I wonder whether it is possible to keep all the GPU-util high when running two MD task. How should I change and adjust parameters for the mdrun commands to achieve this purpose?

Best regards

Hi - The commands you’re using both use gpu_id 0,1 - one of them should be 2,3 or you’re targeting both simulations to the same GPUs

Saying that you have 2 CPUs is misleading - you appear to have 2 sockets, each with 14 physical CPUs and 28 logical CPUs.
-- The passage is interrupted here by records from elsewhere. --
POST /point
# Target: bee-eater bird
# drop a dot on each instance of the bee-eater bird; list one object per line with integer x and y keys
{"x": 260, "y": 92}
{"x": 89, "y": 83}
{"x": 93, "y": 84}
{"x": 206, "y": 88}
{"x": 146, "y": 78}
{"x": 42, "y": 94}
You will have maximum throughput limiting to 1 GPU per simulation. Also, you can have a big performance hit from not thread pinning. Something like this might get you decent performance

gmx mdrun -nt 14 -pin on -pinoffset 0 -gpu_id 0 &
gmx mdrun -nt 14 -pin on -pinoffset 14 -gpu_id 1 &
gmx mdrun -nt 14 -pin on -pinoffset 28 -gpu_id 2 &
gmx mdrun -nt 14 -pin on -pinoffset 42 -gpu_id 3

Note that the first sim is now pinned to logical cores 0-13, the second to logical cores 14-27, and so on. If you can’t use the whole computer, feel free to reduce those thread counts, but try not to have a simulation that spans between cores 27-28, since that’s probably the socket boundary unless your computer counts CPUs weird.

There is also a whole lot you can do to try to optimize per-simulation performance. Have you checked out the performance guide? It has lots of good examples.

Another thing - to really maximize GPU utilization, if you have enough CPUs (which you appear to), you can run 2 simulations per GPU.